Recently, I went back to my textbook computer Networks in college to review the TCP/IP protocol and explore the principles of VPN. However, having not read this book for a long time, I was suddenly attracted by the knowledge of link layer. I felt that I had not learned anything at the beginning and could not remember the content of PPP protocol (ah, I love it!). So go on to “desire” the state of knowledge and take notes at the link layer.

1 Basic Introduction

As the next layer of the network layer, the link layer is mainly responsible for encapsulating and packaging data in the network layer, commonly known as IP packets, which can also be called packets or packets. Usually, the most well-known, or basic, is point-to-point channel (PPP), a transmission protocol called a frame. The “dot”, here is the meaning of two nodes, for example, two Ethernet cable connected computer, the communication between them is to point to point, if the two computer is out of the same local area network (such as the use under the same router, or switch), between them, it is not point to point, because among them there are other equipment (nodes). It can be said that at this time the computer to the router (switch) is point-to-point, so that a point-to-point channel, called a link. The other concept, data link, is not really a point-to-point link, and there are physical devices in the middle to implement the protocol, which can be said to be a logical link.

2 Basic problems at the link layer

The link layer frame, as a basic unit of encapsulation and transmission of upper layer data, naturally faces certain problems to deal with the problems faced by its own layer. It mainly includes frame encapsulation, transparent transmission and error detection.

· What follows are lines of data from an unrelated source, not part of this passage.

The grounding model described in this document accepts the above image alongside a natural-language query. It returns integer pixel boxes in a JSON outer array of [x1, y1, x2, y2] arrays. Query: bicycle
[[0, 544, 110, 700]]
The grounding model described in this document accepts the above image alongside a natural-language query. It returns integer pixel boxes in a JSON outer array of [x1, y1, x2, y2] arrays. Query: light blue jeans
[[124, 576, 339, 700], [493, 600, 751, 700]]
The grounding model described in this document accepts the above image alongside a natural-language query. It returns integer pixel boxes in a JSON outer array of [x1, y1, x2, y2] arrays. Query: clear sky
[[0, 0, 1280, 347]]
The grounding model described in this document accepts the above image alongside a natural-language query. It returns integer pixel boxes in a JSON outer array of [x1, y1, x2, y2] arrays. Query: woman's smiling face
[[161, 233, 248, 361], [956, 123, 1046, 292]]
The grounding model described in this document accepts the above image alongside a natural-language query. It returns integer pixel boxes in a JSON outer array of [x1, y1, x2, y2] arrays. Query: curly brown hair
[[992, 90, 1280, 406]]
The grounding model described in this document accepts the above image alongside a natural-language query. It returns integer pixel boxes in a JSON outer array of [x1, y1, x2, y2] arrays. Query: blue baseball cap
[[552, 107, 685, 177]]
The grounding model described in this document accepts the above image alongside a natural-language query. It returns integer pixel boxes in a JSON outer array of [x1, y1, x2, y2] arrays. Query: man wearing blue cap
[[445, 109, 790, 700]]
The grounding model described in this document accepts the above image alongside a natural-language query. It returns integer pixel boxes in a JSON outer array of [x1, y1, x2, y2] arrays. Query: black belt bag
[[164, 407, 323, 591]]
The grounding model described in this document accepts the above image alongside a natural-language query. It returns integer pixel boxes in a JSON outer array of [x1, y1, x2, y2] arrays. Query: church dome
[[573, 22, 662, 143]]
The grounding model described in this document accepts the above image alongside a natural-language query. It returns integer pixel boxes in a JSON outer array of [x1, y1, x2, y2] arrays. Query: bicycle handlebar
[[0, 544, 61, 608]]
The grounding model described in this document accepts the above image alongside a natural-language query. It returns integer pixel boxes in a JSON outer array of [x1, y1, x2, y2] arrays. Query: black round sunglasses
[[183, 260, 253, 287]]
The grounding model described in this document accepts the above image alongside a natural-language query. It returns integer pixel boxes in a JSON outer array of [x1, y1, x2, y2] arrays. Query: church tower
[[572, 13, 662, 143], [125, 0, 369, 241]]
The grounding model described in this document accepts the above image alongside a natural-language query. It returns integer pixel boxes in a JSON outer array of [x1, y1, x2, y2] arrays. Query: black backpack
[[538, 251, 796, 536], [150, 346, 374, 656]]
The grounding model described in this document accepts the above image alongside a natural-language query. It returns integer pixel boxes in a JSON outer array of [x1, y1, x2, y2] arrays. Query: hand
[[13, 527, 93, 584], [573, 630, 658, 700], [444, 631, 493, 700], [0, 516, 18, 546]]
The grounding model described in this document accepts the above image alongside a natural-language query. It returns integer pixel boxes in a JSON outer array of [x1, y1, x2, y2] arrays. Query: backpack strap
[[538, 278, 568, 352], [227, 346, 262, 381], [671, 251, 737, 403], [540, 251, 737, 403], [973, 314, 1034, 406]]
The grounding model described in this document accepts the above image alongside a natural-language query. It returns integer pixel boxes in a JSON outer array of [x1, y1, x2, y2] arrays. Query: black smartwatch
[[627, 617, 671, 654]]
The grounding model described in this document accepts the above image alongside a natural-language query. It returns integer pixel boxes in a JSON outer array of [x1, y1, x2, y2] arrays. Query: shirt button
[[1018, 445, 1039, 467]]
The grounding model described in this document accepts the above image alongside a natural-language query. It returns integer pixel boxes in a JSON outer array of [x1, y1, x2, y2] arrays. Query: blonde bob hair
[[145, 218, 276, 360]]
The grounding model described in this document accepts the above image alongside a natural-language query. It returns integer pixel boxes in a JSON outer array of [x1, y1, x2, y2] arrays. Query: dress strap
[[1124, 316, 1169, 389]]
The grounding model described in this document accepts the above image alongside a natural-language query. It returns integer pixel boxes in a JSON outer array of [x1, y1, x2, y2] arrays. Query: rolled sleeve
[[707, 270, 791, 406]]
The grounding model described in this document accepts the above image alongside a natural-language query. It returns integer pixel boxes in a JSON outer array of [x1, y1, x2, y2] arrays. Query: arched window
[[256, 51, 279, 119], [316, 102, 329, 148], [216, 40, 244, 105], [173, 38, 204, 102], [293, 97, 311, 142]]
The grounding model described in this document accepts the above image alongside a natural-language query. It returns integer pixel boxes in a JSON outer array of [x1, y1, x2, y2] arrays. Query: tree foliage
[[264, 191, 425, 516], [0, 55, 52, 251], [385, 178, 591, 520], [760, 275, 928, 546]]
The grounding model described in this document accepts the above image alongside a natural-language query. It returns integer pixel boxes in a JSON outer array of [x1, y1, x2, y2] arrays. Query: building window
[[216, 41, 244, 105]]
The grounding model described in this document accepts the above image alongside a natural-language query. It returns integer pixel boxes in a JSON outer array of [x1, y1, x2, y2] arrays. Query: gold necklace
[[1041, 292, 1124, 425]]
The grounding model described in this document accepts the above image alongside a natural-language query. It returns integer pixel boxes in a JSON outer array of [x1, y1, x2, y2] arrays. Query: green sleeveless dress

2.1 Encapsulation into frames

We know that when downloading general files, the server is not directly the data of the file parsing out, directly sent over (of course, do not exclude you download the file is small enough), in a certain sense, this is a kind of space reuse idea. In the process of transferring a file, how can the client identify these scattered data? The link layer is responsible for identifying the packet data, and the reorganization takes place at the IP layer. Data link layer in the upper encapsulated into a frame, will be added at the end of the first and some data is used to frame and bound, in this way, the node at the time of received data, can isolates each frame, this data is called a frame delimiter, first the tail with SOH, EOT (say the name of the delimiter, essence is a binary) delimited. Obviously, the data between the head and tail is the data information encapsulated at the next level. With the design of the head and tail, and the maximum transmission unit between them, it is possible to distinguish between different frames based on the presence or absence of frame delimiters and discard invalid frames. The frame structure is shown below

2.2 Transparent Transmission

The term transparent transmission simply means the transmission of data “hidden” from the target object. At the link layer, the data that needs to be transmitted is the “frame delimiter” encapsulated in the data part of the frame, so that the node does not “discover” (mistakenly) that it is the frame delimiter. The frame delimiter is also a binary, but it’s not very common in the data, but it will inevitably appear in the data part of the same symbol, so you need to avoid the node to recognize it as SOH,EOT. The idea behind this design is the same as when we use “\” to escape character output or regular expressions in our code, that is, to add a binary before another binary, and so on. This behavior is called character padding.

Error detection

The environment on the network is “ever-changing”, which makes it hard to avoid errors in the transmission process of frames. Like TCP, the data link layer also detects errors on frames. However, because the links involved in the link layer are not as complex as TCP, it simply checks for errors, drops them directly, and makes sure that TCP does the retransmission (not always) — that is, the data link layer is unreliable in most cases. Error detection by the link layer is only for the bit error detection in a frame, it does not care about frame repetition, frame loss, frame out of order and so on. In fact, THIS is all DONE by TCP. The cyclic redundancy detection (CRC) algorithm is widely used in error detection. Let’s look directly at the description in the textbook:

This algorithm will not be described too much, but the general idea is that the number of zeros added after M is p-digit n minus one digit. The purpose of this method is that first, the quotient can always be represented by n-digit, and second, the FCS added with remainder will not change the original data of M.

3 the PPP protocol

As the most basic protocol in the link layer, PPP has its own more detailed rules on the “big definition” of the link layer (such as the three basic problem designs above).

Composition of 3.1

Learn from the above we know that the basic data transmission unit of data link layer is the frame, frame structure is composed of 01, actually the PPP protocol the frame can be grouped to send, this is asynchronous transmission, and the whole frame sent as synchronous transmission link control protocol (LCP), is used to establish, configure, and test data link negotiations. A set of network control protocols (NCP) used to support unused network layer protocols. These three components make up the content of THE PPP protocol, and they usually complement each other. Asynchronous transmission is mainly used for transmission with low timing requirements (such as scattered asynchronous messages).

3.2 Filling Method

PPP has two modes: asynchronous transmission and synchronous transmission. The two modes need to be distinguished. The classification of frame groups in asynchronous transmission adopts the idea of transparent transmission, using byte padding. The synchronous transmission is to avoid the node to mistake the characters used in byte filling as delimiters. Generally, it adopts the zero-bit filling method with five consecutive ones filling zeros.